Kementerian Luar Negeri Republik Indonesia menegaskan bahwa setiap kemungkinan partisipasi dalam International Stabilization Force (ISF) berada sepenuhnya di bawah kendali nasional Indonesia, serta berlandaskan mandat Dewan Keamanan PBB Resolusi 2803 (2025), Politik Luar Negeri Bebas-Aktif, dan hukum internasional. Penegasan ini disampaikan menyusul polemik terkait pengiriman tentara Indonesia untuk bergabung dengan ISF.
“Ruang lingkup tugas personel Indonesia bersifat terbatas dan spesifik, sesuai mandat dan national caveats tegas dan mengikat yang ditetapkan Pemerintah Indonesia dan disepakati dengan ISF,” demikian keterangan resmi Kemlu.
Kemlu kemudian merinci beberapa tugas pokok tentara Indonesia dalam ISF. Pertama, keikutsertaan Indonesia bukan untuk misi tempur dan bukan untuk misi demiliterisasi. “Mandat Indonesia bersifat kemanusiaan, dengan fokus pada perlindungan warga sipil, bantuan kemanusiaan dan kesehatan, rekonstruksi, serta pelatihan dan penguatan kapasitas Polisi Palestina,” jelas Kemlu.
Kedua, personel Indonesia tidak akan dihadapkan pada pihak manapun dan tidak akan terlibat dalam operasi tempur atau tindakan apa pun yang mengarah pada konfrontasi langsung dengan pihak bersenjata mana pun.
Ketiga, penggunaan kekuatan hanya diperbolehkan untuk self-defense dan mempertahankan mandat, dilakukan secara proporsional, bertahap, sebagai upaya terakhir, dan sepenuhnya sesuai dengan hukum internasional serta Rules of Engagement.
Area penugasan Indonesia dibatasi secara khusus hanya di Gaza, yang merupakan bagian integral dari wilayah Palestina, dan deployment hanya dapat dilakukan dengan consent dari otoritas Palestina, sebagai prasyarat mendasar.
Indonesia secara konsisten menolak segala upaya perubahan demografi maupun pemindahan atau relokasi paksa rakyat Palestina dalam bentuk apa pun.

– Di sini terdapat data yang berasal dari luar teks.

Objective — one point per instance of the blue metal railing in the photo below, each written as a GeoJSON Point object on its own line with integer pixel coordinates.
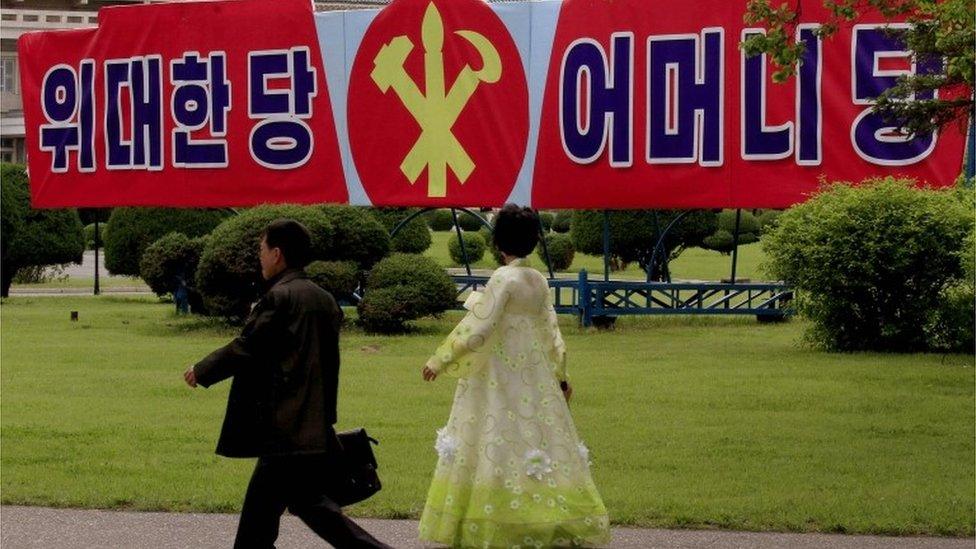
{"type": "Point", "coordinates": [591, 299]}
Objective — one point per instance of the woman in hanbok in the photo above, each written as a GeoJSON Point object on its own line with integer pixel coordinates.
{"type": "Point", "coordinates": [512, 471]}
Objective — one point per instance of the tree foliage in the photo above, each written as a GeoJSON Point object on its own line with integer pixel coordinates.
{"type": "Point", "coordinates": [31, 237]}
{"type": "Point", "coordinates": [942, 29]}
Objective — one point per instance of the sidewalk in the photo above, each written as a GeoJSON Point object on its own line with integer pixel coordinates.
{"type": "Point", "coordinates": [41, 527]}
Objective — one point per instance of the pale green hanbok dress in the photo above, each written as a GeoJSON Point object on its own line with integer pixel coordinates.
{"type": "Point", "coordinates": [512, 471]}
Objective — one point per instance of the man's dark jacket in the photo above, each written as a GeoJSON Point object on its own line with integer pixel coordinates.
{"type": "Point", "coordinates": [285, 366]}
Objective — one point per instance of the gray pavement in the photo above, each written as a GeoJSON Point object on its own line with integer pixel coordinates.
{"type": "Point", "coordinates": [41, 527]}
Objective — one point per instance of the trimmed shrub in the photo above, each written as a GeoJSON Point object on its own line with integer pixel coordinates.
{"type": "Point", "coordinates": [722, 240]}
{"type": "Point", "coordinates": [474, 245]}
{"type": "Point", "coordinates": [562, 221]}
{"type": "Point", "coordinates": [357, 235]}
{"type": "Point", "coordinates": [413, 238]}
{"type": "Point", "coordinates": [169, 259]}
{"type": "Point", "coordinates": [561, 251]}
{"type": "Point", "coordinates": [339, 278]}
{"type": "Point", "coordinates": [229, 274]}
{"type": "Point", "coordinates": [404, 287]}
{"type": "Point", "coordinates": [486, 233]}
{"type": "Point", "coordinates": [547, 219]}
{"type": "Point", "coordinates": [469, 222]}
{"type": "Point", "coordinates": [872, 263]}
{"type": "Point", "coordinates": [90, 236]}
{"type": "Point", "coordinates": [131, 230]}
{"type": "Point", "coordinates": [440, 220]}
{"type": "Point", "coordinates": [29, 237]}
{"type": "Point", "coordinates": [633, 233]}
{"type": "Point", "coordinates": [767, 220]}
{"type": "Point", "coordinates": [90, 215]}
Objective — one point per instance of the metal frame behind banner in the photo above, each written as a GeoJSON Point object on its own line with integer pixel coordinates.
{"type": "Point", "coordinates": [593, 300]}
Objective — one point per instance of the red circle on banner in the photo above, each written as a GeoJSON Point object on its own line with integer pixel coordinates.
{"type": "Point", "coordinates": [459, 143]}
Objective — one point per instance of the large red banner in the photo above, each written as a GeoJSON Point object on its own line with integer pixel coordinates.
{"type": "Point", "coordinates": [575, 104]}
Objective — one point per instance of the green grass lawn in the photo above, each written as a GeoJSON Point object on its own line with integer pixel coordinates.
{"type": "Point", "coordinates": [76, 282]}
{"type": "Point", "coordinates": [692, 422]}
{"type": "Point", "coordinates": [692, 264]}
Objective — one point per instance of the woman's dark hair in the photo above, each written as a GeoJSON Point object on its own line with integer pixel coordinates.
{"type": "Point", "coordinates": [292, 238]}
{"type": "Point", "coordinates": [516, 230]}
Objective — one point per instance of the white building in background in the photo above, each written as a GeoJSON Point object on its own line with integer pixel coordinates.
{"type": "Point", "coordinates": [20, 16]}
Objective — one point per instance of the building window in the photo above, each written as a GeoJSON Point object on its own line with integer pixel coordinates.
{"type": "Point", "coordinates": [8, 151]}
{"type": "Point", "coordinates": [8, 74]}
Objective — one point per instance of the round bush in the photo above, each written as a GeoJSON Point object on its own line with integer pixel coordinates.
{"type": "Point", "coordinates": [469, 222]}
{"type": "Point", "coordinates": [870, 263]}
{"type": "Point", "coordinates": [474, 245]}
{"type": "Point", "coordinates": [412, 238]}
{"type": "Point", "coordinates": [633, 233]}
{"type": "Point", "coordinates": [131, 230]}
{"type": "Point", "coordinates": [767, 220]}
{"type": "Point", "coordinates": [33, 237]}
{"type": "Point", "coordinates": [723, 239]}
{"type": "Point", "coordinates": [562, 221]}
{"type": "Point", "coordinates": [171, 257]}
{"type": "Point", "coordinates": [486, 233]}
{"type": "Point", "coordinates": [404, 287]}
{"type": "Point", "coordinates": [440, 220]}
{"type": "Point", "coordinates": [90, 215]}
{"type": "Point", "coordinates": [357, 235]}
{"type": "Point", "coordinates": [561, 251]}
{"type": "Point", "coordinates": [229, 274]}
{"type": "Point", "coordinates": [90, 236]}
{"type": "Point", "coordinates": [339, 278]}
{"type": "Point", "coordinates": [547, 219]}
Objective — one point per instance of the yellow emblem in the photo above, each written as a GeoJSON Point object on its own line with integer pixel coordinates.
{"type": "Point", "coordinates": [437, 148]}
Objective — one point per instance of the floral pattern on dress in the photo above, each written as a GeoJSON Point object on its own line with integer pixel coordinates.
{"type": "Point", "coordinates": [511, 470]}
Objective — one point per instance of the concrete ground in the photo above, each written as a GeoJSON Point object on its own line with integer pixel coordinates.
{"type": "Point", "coordinates": [40, 527]}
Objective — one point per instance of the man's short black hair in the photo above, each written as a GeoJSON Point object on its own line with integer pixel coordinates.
{"type": "Point", "coordinates": [292, 238]}
{"type": "Point", "coordinates": [516, 230]}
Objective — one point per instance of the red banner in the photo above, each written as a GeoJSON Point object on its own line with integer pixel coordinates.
{"type": "Point", "coordinates": [575, 104]}
{"type": "Point", "coordinates": [184, 104]}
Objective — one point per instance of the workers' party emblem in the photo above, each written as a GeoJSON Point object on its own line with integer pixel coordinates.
{"type": "Point", "coordinates": [448, 94]}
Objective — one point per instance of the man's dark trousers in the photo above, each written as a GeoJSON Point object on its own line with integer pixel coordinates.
{"type": "Point", "coordinates": [299, 484]}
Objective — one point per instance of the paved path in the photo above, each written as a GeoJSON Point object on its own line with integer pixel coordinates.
{"type": "Point", "coordinates": [41, 527]}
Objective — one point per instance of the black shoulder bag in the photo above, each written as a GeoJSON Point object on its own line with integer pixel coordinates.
{"type": "Point", "coordinates": [357, 479]}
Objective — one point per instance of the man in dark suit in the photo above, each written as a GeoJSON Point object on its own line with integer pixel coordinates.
{"type": "Point", "coordinates": [282, 403]}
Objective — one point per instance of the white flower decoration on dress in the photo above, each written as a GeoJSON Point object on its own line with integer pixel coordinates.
{"type": "Point", "coordinates": [537, 464]}
{"type": "Point", "coordinates": [446, 445]}
{"type": "Point", "coordinates": [584, 453]}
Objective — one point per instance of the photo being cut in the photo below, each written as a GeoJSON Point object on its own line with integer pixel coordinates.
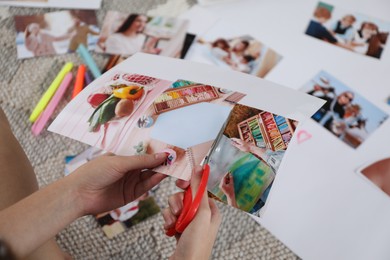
{"type": "Point", "coordinates": [247, 157]}
{"type": "Point", "coordinates": [352, 31]}
{"type": "Point", "coordinates": [55, 33]}
{"type": "Point", "coordinates": [346, 114]}
{"type": "Point", "coordinates": [125, 34]}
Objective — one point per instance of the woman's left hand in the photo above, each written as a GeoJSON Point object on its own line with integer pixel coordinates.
{"type": "Point", "coordinates": [110, 181]}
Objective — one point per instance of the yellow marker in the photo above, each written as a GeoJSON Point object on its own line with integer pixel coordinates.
{"type": "Point", "coordinates": [45, 99]}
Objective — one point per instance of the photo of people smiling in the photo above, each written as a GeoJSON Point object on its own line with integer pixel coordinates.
{"type": "Point", "coordinates": [346, 114]}
{"type": "Point", "coordinates": [355, 32]}
{"type": "Point", "coordinates": [247, 156]}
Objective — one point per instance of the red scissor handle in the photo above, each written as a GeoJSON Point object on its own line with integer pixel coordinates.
{"type": "Point", "coordinates": [190, 207]}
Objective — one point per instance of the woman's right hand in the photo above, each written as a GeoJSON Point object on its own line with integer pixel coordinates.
{"type": "Point", "coordinates": [197, 240]}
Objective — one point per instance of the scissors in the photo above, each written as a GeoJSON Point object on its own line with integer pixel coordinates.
{"type": "Point", "coordinates": [191, 206]}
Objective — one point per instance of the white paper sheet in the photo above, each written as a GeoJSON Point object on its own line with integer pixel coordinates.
{"type": "Point", "coordinates": [71, 4]}
{"type": "Point", "coordinates": [319, 206]}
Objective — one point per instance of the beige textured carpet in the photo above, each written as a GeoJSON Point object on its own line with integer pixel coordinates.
{"type": "Point", "coordinates": [21, 85]}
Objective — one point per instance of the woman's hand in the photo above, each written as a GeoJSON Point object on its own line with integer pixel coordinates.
{"type": "Point", "coordinates": [110, 181]}
{"type": "Point", "coordinates": [197, 240]}
{"type": "Point", "coordinates": [240, 144]}
{"type": "Point", "coordinates": [227, 187]}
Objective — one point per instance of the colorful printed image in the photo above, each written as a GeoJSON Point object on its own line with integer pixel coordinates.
{"type": "Point", "coordinates": [55, 33]}
{"type": "Point", "coordinates": [186, 116]}
{"type": "Point", "coordinates": [126, 34]}
{"type": "Point", "coordinates": [116, 221]}
{"type": "Point", "coordinates": [247, 156]}
{"type": "Point", "coordinates": [346, 114]}
{"type": "Point", "coordinates": [379, 174]}
{"type": "Point", "coordinates": [244, 54]}
{"type": "Point", "coordinates": [352, 31]}
{"type": "Point", "coordinates": [123, 218]}
{"type": "Point", "coordinates": [129, 114]}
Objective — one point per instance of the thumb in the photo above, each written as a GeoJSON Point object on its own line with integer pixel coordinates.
{"type": "Point", "coordinates": [138, 162]}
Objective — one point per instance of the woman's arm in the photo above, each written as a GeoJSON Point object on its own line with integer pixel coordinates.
{"type": "Point", "coordinates": [101, 185]}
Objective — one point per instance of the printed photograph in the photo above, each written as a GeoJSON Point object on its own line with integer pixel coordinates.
{"type": "Point", "coordinates": [119, 220]}
{"type": "Point", "coordinates": [378, 173]}
{"type": "Point", "coordinates": [185, 119]}
{"type": "Point", "coordinates": [243, 53]}
{"type": "Point", "coordinates": [126, 34]}
{"type": "Point", "coordinates": [55, 33]}
{"type": "Point", "coordinates": [346, 114]}
{"type": "Point", "coordinates": [129, 114]}
{"type": "Point", "coordinates": [247, 156]}
{"type": "Point", "coordinates": [351, 31]}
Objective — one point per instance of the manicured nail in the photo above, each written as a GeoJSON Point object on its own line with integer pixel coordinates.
{"type": "Point", "coordinates": [159, 156]}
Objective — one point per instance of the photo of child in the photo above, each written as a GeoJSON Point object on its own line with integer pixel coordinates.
{"type": "Point", "coordinates": [247, 157]}
{"type": "Point", "coordinates": [352, 31]}
{"type": "Point", "coordinates": [125, 34]}
{"type": "Point", "coordinates": [55, 33]}
{"type": "Point", "coordinates": [346, 114]}
{"type": "Point", "coordinates": [243, 53]}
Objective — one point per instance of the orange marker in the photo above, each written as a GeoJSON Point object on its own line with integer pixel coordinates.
{"type": "Point", "coordinates": [79, 83]}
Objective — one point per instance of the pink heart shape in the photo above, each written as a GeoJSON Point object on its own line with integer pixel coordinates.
{"type": "Point", "coordinates": [303, 136]}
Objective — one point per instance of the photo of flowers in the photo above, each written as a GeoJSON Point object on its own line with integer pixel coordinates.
{"type": "Point", "coordinates": [247, 157]}
{"type": "Point", "coordinates": [242, 53]}
{"type": "Point", "coordinates": [129, 114]}
{"type": "Point", "coordinates": [352, 31]}
{"type": "Point", "coordinates": [346, 114]}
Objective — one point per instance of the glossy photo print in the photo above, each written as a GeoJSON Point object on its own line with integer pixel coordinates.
{"type": "Point", "coordinates": [129, 114]}
{"type": "Point", "coordinates": [55, 33]}
{"type": "Point", "coordinates": [349, 30]}
{"type": "Point", "coordinates": [247, 156]}
{"type": "Point", "coordinates": [346, 114]}
{"type": "Point", "coordinates": [242, 53]}
{"type": "Point", "coordinates": [118, 220]}
{"type": "Point", "coordinates": [378, 174]}
{"type": "Point", "coordinates": [128, 33]}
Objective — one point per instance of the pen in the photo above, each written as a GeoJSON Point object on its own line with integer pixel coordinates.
{"type": "Point", "coordinates": [87, 58]}
{"type": "Point", "coordinates": [45, 99]}
{"type": "Point", "coordinates": [45, 115]}
{"type": "Point", "coordinates": [79, 82]}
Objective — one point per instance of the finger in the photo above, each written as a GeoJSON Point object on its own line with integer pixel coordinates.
{"type": "Point", "coordinates": [182, 184]}
{"type": "Point", "coordinates": [147, 161]}
{"type": "Point", "coordinates": [169, 218]}
{"type": "Point", "coordinates": [175, 203]}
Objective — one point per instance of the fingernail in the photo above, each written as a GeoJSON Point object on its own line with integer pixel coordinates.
{"type": "Point", "coordinates": [159, 156]}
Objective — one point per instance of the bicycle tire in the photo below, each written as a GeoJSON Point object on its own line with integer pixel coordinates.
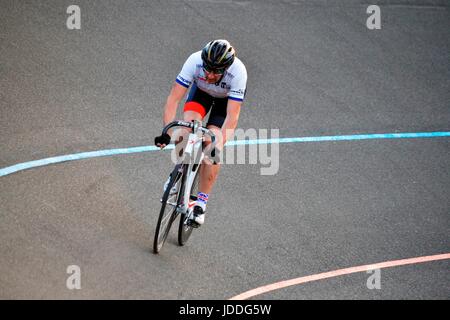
{"type": "Point", "coordinates": [184, 230]}
{"type": "Point", "coordinates": [166, 218]}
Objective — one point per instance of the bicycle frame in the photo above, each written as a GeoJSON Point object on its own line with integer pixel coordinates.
{"type": "Point", "coordinates": [193, 150]}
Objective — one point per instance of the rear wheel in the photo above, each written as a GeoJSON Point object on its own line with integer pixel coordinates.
{"type": "Point", "coordinates": [184, 230]}
{"type": "Point", "coordinates": [168, 211]}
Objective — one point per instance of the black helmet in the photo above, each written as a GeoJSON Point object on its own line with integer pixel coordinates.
{"type": "Point", "coordinates": [218, 55]}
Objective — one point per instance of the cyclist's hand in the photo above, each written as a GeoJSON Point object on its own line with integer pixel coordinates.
{"type": "Point", "coordinates": [162, 140]}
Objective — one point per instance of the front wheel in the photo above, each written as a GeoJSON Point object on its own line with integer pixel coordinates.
{"type": "Point", "coordinates": [168, 213]}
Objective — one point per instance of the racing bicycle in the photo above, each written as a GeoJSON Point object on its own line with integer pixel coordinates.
{"type": "Point", "coordinates": [181, 192]}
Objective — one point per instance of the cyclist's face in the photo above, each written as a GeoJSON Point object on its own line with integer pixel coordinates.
{"type": "Point", "coordinates": [212, 77]}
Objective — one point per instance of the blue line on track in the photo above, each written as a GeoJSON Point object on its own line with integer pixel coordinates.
{"type": "Point", "coordinates": [111, 152]}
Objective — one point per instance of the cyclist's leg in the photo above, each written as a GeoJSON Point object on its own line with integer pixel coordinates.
{"type": "Point", "coordinates": [209, 172]}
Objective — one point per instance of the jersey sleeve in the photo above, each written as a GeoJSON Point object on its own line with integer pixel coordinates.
{"type": "Point", "coordinates": [238, 86]}
{"type": "Point", "coordinates": [186, 74]}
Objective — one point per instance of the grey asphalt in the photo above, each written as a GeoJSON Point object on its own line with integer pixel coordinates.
{"type": "Point", "coordinates": [314, 69]}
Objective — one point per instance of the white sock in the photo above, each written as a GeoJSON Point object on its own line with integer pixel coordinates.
{"type": "Point", "coordinates": [202, 199]}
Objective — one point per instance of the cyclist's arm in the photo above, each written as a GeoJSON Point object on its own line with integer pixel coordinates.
{"type": "Point", "coordinates": [173, 100]}
{"type": "Point", "coordinates": [231, 121]}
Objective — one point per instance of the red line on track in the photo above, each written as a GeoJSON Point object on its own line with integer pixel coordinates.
{"type": "Point", "coordinates": [336, 273]}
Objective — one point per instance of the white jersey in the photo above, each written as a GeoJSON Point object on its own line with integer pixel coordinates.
{"type": "Point", "coordinates": [232, 84]}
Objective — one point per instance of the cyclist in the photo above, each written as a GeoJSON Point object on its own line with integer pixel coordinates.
{"type": "Point", "coordinates": [217, 81]}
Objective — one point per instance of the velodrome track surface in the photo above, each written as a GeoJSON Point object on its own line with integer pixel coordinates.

Partisipasi Indonesia didasarkan pada prinsip penghormatan terhadap kedaulatan Palestina dan hak menentukan nasib sendiri bangsa Palestina.
“Indonesia akan mengakhiri partisipasi apabila pelaksanaan ISF menyimpang dari national caveats Indonesia atau tidak sejalan dengan kebijakan luar negeri Indonesia,” tegas Kemlu.
Indonesia secara konsisten mendukung kemerdekaan Palestina melalui solusi dua negara, sesuai hukum internasional dan parameter internasional yang telah disepakati. “Partisipasi dan kehadiran personel Indonesia dalam ISF tidak dimaknai sebagai pengakuan atau normalisasi hubungan politik dengan pihak mana pun,” pungkas Kemlu. Dengan penegasan ini, Kemlu berharap dapat meluruskan berbagai spekulasi dan kekhawatiran terkait partisipasi Indonesia dalam ISF, serta menegaskan komitmen Indonesia dalam mendukung perdamaian dan kemerdekaan Palestina.